Collecting data for making an AI understand dialectal Finnish and Swedish has been on the news recently. Computers usually understand Finnish only as the normative standard known as kirjakieli and they need examples of spoken language to improve their algorithms. Since it is impossible to speak a language without speaking in a dialect of some sort, Finnish dialects, create a lot of trouble when interacting with computers.
The methods devised by the research group of Mika Hämäläinen, Niko Partanen, Khalid Alnajjar and Jack Rueter from the University of Helsinki take this further and enable an AI to be fluent in the Finnish dialects. The results were published in Proceedings of the 2021 Conference on Empirical Methods in Natural Language Processing by The Association for Computational Linguistics.
Computers can speak in 23 subdialects
Within the paradigm of computational creativity, they have developed a method for converting standard Finnish into one of the 23 Finnish subdialects. Computers should not only be able to understand dialectal Finnish, but they should also be able to express themselves in a dialect.
– With our method, an intelligent system such as a robot can say akku on lopussa (battery is low), for example in Etelä-Karjala dialect akku o lopussa, Etelä-Satakunta dialect akku ol lopus or Länsi-Uusimaa dialect akku o lopus, Hämäläinen says.
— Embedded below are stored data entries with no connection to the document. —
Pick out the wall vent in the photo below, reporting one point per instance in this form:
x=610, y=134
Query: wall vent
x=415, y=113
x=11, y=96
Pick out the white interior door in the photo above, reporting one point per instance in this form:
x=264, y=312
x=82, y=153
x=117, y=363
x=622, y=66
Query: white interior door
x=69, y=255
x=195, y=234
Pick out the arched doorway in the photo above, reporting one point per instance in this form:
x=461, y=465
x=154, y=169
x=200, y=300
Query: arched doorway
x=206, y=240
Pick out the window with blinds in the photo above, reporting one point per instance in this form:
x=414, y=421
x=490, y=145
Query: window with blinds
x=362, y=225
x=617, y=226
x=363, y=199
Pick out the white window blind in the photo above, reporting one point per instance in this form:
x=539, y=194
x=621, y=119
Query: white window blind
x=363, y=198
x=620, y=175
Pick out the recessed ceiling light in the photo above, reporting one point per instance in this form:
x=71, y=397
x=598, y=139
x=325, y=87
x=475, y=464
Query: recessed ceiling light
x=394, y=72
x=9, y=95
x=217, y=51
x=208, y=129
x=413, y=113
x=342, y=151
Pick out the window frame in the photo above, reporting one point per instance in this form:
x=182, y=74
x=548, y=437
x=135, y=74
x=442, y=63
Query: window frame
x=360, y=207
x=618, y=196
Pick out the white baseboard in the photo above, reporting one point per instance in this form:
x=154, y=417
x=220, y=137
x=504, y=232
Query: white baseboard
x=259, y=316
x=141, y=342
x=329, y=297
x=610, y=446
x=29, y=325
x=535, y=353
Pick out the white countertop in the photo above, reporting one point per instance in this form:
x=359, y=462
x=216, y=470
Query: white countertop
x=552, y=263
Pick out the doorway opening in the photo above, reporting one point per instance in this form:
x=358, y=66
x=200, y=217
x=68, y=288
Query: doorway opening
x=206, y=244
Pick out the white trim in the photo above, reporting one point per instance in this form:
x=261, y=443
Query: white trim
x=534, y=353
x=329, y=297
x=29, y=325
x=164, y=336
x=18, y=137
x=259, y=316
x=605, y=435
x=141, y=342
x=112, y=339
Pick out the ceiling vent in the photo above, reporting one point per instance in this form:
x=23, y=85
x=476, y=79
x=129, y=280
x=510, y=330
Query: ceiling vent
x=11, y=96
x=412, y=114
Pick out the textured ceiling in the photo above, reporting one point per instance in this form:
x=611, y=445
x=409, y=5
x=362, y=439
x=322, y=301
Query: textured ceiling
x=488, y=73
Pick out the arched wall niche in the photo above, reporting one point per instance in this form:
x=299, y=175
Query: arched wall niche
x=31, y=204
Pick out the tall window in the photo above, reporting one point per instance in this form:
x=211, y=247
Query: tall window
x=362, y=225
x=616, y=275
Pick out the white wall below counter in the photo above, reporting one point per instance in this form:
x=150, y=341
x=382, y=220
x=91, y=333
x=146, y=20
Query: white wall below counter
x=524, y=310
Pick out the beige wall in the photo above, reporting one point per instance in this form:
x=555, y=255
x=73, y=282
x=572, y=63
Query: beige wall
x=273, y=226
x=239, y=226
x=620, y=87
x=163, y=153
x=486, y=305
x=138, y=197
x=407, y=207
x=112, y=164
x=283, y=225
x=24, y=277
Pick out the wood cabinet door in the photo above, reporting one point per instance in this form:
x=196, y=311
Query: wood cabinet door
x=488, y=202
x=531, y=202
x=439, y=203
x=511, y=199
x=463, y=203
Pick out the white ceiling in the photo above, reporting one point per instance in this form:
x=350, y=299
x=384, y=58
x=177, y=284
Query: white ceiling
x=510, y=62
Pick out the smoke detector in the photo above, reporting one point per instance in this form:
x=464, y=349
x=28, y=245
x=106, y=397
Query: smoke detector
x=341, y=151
For example, the commonly used algorithm of Google Translate fails to translate a dialectal Finnish sentence Oisko sulla jotai esimerkkei siit (Do you happen to have some examples of that) producing a completely incorrect “English” translation Oisko sulla something like that just because Google Translate has been built to work exclusively on standard Finnish. This same phenomenon can be observed with any AI tools that support Finnish like Apple Siri or dictation in macOS.
Dialects are detected from both spoken audio and text
The research shows that detecting dialects is a difficult task when relying on plain text. Dialect identification is easier when the model has access to audio as well because many dialects are marked with distinctive phonetic properties. Thus the latest research published by the researchers deals with detecting dialects from both spoken audio and text.
– The process of normalizing dialects to standard text has many benefits. It allows analyzing dialectal materials using tools for the Standard Finnish, and we can also use the normalized version as a search item when we want to find something from the dialectal materials, says Khalid Alnajjar.
The researchers remind that the problem of understanding dialects is complex and no model can understand natural language like humans do. But the created models open many more interesting directions for research, such as the degree to which a dialect deviates from the norm and what are the syntactic differences between different language varieties.
– With this we can improve the current state of Finnish natural language processing solutions and build AI models tailored for individuals. For example, we have already reached impressive results in speech recognition of one person’s speech, even in endangered languages, Niko Partanen says.
The research group has also developed a similar normalization methodology for the dialects of Swedish spoken in Finland (Hämäläinen et al., 2020b) and historical Finnish (Hämäläinen et al., 2021b).
The dialect generator can be tested online and the dialect normalizer and generator code have been released openly on Github. The dialect identification code can be found on Github as well.